Of neem het energiebeleid. Niet voor niets pleitte Bernard Wientjes bij Buitenhof twee weken geleden voor een krachtig Europees energiebeleid. Ja, dat is meer Europa en niet minder. En ja, dat betekent dat lidstaten hun nationale kampioenen niet meer ten koste van anderen kunnen verdedigen. Maar het levert goedkopere én schonere energie op. En minder afhankelijkheid van Rusland.

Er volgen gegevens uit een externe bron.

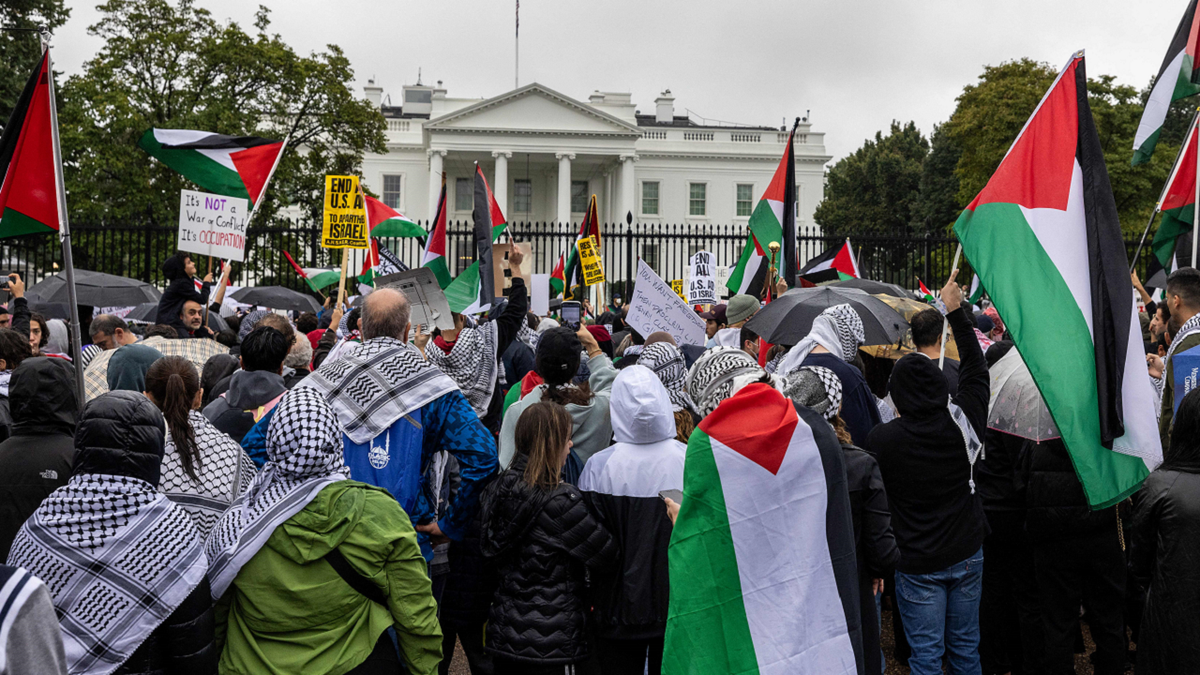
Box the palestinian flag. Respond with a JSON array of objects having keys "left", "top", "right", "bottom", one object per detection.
[
  {"left": 725, "top": 232, "right": 770, "bottom": 300},
  {"left": 0, "top": 49, "right": 62, "bottom": 237},
  {"left": 138, "top": 129, "right": 284, "bottom": 204},
  {"left": 366, "top": 195, "right": 425, "bottom": 237},
  {"left": 750, "top": 125, "right": 799, "bottom": 281},
  {"left": 421, "top": 177, "right": 451, "bottom": 291},
  {"left": 662, "top": 383, "right": 859, "bottom": 675},
  {"left": 800, "top": 239, "right": 860, "bottom": 283},
  {"left": 1132, "top": 0, "right": 1200, "bottom": 166},
  {"left": 954, "top": 53, "right": 1163, "bottom": 508}
]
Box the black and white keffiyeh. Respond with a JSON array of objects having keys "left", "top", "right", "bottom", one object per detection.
[
  {"left": 158, "top": 410, "right": 258, "bottom": 538},
  {"left": 205, "top": 387, "right": 350, "bottom": 599},
  {"left": 425, "top": 321, "right": 499, "bottom": 418},
  {"left": 296, "top": 338, "right": 458, "bottom": 444},
  {"left": 637, "top": 342, "right": 696, "bottom": 412},
  {"left": 8, "top": 473, "right": 208, "bottom": 675},
  {"left": 775, "top": 304, "right": 866, "bottom": 377}
]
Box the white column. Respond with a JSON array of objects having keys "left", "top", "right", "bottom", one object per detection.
[
  {"left": 554, "top": 153, "right": 575, "bottom": 225},
  {"left": 426, "top": 150, "right": 446, "bottom": 221},
  {"left": 492, "top": 150, "right": 512, "bottom": 217},
  {"left": 617, "top": 155, "right": 637, "bottom": 222}
]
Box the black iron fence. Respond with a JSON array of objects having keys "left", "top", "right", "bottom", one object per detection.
[{"left": 0, "top": 222, "right": 1150, "bottom": 302}]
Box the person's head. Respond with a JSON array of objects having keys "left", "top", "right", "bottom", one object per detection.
[
  {"left": 90, "top": 313, "right": 138, "bottom": 350},
  {"left": 296, "top": 312, "right": 318, "bottom": 335},
  {"left": 241, "top": 325, "right": 292, "bottom": 374},
  {"left": 514, "top": 401, "right": 572, "bottom": 488},
  {"left": 0, "top": 328, "right": 34, "bottom": 370},
  {"left": 143, "top": 357, "right": 202, "bottom": 480},
  {"left": 908, "top": 307, "right": 946, "bottom": 350},
  {"left": 1164, "top": 267, "right": 1200, "bottom": 324},
  {"left": 108, "top": 345, "right": 162, "bottom": 393},
  {"left": 352, "top": 286, "right": 410, "bottom": 342},
  {"left": 179, "top": 300, "right": 204, "bottom": 331},
  {"left": 143, "top": 323, "right": 179, "bottom": 340}
]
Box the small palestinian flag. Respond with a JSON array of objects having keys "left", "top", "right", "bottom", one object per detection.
[
  {"left": 421, "top": 177, "right": 452, "bottom": 291},
  {"left": 0, "top": 49, "right": 61, "bottom": 237},
  {"left": 138, "top": 129, "right": 283, "bottom": 204},
  {"left": 800, "top": 239, "right": 859, "bottom": 287},
  {"left": 366, "top": 195, "right": 425, "bottom": 237},
  {"left": 954, "top": 53, "right": 1163, "bottom": 508},
  {"left": 662, "top": 383, "right": 862, "bottom": 675},
  {"left": 1132, "top": 0, "right": 1200, "bottom": 166}
]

En nu ik toch Rusland noem, de forse bezuinigingen op defensie in vrijwel alle lidstaten wordt nu door menigeen gehekeld. Barack Obama voorop. Maar het is een illusie te denken dat in deze tijd Europese landen miljarden extra aan defensie gaan uitgeven. Wat wel kan is dat we Europees veel meer samen gaan werken. De vergelijking wordt vaker gemaakt, maar is daardoor niet minder raak.

Alle Europese lidstaten geven gezamenlijk 42 procent van de Amerikaanse defensie-uitgaven uit. Maar de operationaliteit is slechts 10 procent van die van de Verenigde Staten. Door samen te werken kunnen we dus én besparen op defensie én onze defensiekracht versterken. Wie wil dat nou niet?

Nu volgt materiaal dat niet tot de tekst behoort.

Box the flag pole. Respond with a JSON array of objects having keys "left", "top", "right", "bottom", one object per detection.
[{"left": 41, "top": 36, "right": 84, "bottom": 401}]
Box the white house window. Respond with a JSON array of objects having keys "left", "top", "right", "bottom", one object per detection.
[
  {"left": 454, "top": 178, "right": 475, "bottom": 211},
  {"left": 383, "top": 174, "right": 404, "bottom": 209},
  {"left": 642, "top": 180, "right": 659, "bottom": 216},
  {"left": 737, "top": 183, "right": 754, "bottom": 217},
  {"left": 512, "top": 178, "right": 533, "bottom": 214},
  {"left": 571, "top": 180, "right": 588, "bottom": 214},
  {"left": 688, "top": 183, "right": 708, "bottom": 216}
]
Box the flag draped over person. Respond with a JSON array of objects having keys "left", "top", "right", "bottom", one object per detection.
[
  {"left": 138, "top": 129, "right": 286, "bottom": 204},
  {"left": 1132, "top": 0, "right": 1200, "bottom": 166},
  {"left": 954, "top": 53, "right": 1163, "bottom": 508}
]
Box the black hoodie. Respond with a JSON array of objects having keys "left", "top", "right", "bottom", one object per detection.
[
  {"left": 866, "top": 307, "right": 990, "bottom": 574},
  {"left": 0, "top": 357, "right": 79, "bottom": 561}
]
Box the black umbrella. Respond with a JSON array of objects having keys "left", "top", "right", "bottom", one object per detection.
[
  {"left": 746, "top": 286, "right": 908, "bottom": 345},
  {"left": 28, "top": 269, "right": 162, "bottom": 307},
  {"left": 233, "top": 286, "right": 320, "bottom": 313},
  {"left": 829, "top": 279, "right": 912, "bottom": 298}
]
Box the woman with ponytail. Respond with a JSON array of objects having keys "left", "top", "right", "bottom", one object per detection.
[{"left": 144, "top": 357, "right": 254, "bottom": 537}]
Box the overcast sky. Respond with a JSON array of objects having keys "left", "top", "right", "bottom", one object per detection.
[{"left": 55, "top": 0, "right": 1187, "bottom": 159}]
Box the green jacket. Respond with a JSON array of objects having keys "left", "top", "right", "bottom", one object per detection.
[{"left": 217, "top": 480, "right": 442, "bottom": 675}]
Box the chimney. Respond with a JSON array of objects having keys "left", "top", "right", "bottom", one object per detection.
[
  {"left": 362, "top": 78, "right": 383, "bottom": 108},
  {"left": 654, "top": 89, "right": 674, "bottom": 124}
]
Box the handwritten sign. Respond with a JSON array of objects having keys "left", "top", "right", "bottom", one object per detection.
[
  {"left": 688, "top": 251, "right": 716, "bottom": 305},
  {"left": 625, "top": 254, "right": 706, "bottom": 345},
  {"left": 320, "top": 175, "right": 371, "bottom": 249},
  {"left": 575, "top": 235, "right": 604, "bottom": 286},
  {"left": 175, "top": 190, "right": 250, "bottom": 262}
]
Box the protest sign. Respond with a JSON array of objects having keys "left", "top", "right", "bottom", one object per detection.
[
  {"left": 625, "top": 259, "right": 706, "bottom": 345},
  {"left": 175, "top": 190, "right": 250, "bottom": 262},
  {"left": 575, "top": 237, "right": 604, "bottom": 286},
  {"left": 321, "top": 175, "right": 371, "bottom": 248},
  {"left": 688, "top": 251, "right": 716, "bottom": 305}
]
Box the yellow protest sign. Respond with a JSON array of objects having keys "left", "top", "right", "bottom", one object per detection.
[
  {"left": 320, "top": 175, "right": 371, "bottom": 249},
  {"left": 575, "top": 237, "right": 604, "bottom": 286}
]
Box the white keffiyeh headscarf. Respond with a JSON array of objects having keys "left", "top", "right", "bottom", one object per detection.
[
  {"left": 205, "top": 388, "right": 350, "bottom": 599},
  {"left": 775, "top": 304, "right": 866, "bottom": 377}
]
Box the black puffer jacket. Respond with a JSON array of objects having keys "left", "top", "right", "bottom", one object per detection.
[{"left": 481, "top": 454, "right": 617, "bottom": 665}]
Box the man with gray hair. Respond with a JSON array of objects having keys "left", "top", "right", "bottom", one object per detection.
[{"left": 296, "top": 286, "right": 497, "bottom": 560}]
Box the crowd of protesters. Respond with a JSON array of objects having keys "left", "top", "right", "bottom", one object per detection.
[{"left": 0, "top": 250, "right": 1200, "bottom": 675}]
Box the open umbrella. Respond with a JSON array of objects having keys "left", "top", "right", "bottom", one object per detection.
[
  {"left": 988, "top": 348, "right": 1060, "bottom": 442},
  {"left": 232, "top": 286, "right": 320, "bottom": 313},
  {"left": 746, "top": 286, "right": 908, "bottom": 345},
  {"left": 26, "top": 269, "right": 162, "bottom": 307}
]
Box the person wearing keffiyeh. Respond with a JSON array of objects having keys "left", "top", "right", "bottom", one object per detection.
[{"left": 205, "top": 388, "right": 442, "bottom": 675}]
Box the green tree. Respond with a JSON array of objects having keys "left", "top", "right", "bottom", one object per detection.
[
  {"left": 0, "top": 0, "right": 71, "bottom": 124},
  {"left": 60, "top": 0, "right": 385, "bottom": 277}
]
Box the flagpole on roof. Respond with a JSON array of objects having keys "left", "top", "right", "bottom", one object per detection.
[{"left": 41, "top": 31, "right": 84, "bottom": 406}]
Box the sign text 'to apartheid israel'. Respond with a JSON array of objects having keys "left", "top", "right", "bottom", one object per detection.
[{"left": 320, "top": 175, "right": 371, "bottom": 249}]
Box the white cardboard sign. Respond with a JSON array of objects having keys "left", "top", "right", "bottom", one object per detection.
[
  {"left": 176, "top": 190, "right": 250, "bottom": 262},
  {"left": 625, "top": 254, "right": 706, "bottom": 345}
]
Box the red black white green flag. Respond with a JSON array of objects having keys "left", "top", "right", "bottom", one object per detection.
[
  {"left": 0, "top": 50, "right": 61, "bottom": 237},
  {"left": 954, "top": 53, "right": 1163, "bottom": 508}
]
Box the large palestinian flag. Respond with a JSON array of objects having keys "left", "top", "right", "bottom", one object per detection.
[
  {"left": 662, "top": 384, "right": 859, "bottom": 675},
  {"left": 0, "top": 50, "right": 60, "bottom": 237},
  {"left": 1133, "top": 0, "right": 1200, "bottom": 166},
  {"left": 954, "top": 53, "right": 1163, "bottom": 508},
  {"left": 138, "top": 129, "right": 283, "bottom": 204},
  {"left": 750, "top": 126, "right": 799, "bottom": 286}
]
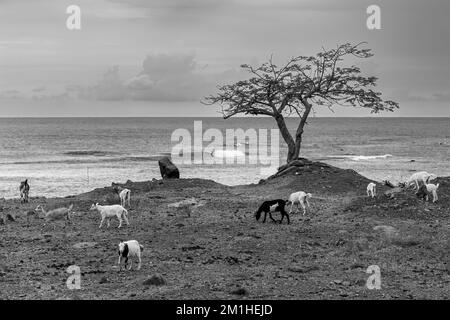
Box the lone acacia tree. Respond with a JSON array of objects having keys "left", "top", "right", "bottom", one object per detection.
[{"left": 203, "top": 43, "right": 398, "bottom": 163}]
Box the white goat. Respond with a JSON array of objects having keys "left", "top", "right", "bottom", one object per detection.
[
  {"left": 35, "top": 204, "right": 73, "bottom": 227},
  {"left": 286, "top": 191, "right": 312, "bottom": 215},
  {"left": 89, "top": 203, "right": 130, "bottom": 229},
  {"left": 406, "top": 171, "right": 437, "bottom": 191},
  {"left": 367, "top": 182, "right": 377, "bottom": 198},
  {"left": 119, "top": 240, "right": 144, "bottom": 271},
  {"left": 425, "top": 183, "right": 439, "bottom": 203}
]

Uit de gesprekken die Alexander Pechtold met PVV-stemmers voerde en die hij publiceerde, bleek ook dat een Europees leger voor enkelen een prima optie zou zijn. Veel effectiever.

Maar de soevereiniteit dan, hoor ik een enkeling al roepen? Welke soevereiniteit? Als de buitenwereld razendsnel verandert en daarmee onze eigen bewegingsvrijheid beperkt, wordt direct ook onze soevereiniteit aangetast. Europese integratie is dus juist een methode om die verloren soevereiniteit weer terug te pakken. Ja, wel gezamenlijk, maar daarmee worden onze belangen beter behartigd dan door krampachtig vast te houden aan die schijnsoevereiniteit.

Denk aan voormalig bankdirecteur Wim Duisenberg. Nederland was soeverein op monetair gebied en stelde zelf de rentevoet vast. Maar toch was zijn bijnaam in Frankrijk Monsieur cinq minutes. Hij had altijd maar vijf minuten nodig om het Duitse rentebesluit te volgen. Schijnsoevereiniteit dus.

Globalisering vraagt dus om bundeling van krachten. Op alle terreinen? Nee, natuurlijk niet. Onderwijs, zorg pensioenen, volkshuisvesting. Te veel om op te noemen moet vooral nationaal, of zelfs lokaal geregeld worden. En inderdaad soms ook terreinen waar Europa zich nu al voorzichtig mee bemoeit, zoals ouderschapsverlof.

Maar veel kan het beste gezamenlijk gedaan worden. Defensie, handel, buitenlands beleid, milieu, energie et cetera.

Zijn daarvoor uitputtende, afgebakende lijsten te maken. Nee, natuurlijk niet. We hebben immers te maken met een constant veranderende buitenwereld. Hoe moeten we daar dan mee omgaan? Nou, heel simpel: pragmatisch en flexibel. Geen dictaten vooraf. Dus ook niet ten aanzien van nationale koppen, gold plating. Er kunnen namelijk hele goede redenen zijn om soms iets wel strikter te willen dan Europees afgesproken. Dan ga je je toch niet van te voren die vrijheid ontnemen?

Daar gaat eigenlijk mijn centrale pleidooi om: flexibiliteit. In een steeds sneller veranderende wereld is flexibiliteit misschien wel de belangrijkste eigenschap om te overleven. Darwin had het kunnen verzinnen. Dus geen ideologieën over Europa. Noch voor noch tegen. Maar pragmatisch bekijken hoe Nederlandse belangen het beste behartigd kunnen worden. En dat is soms alleen, soms Europees.

En ja, zo’n houding leidt op dit moment tot een sterker Europa. Maar, daarmee ook tot een sterker Nederland.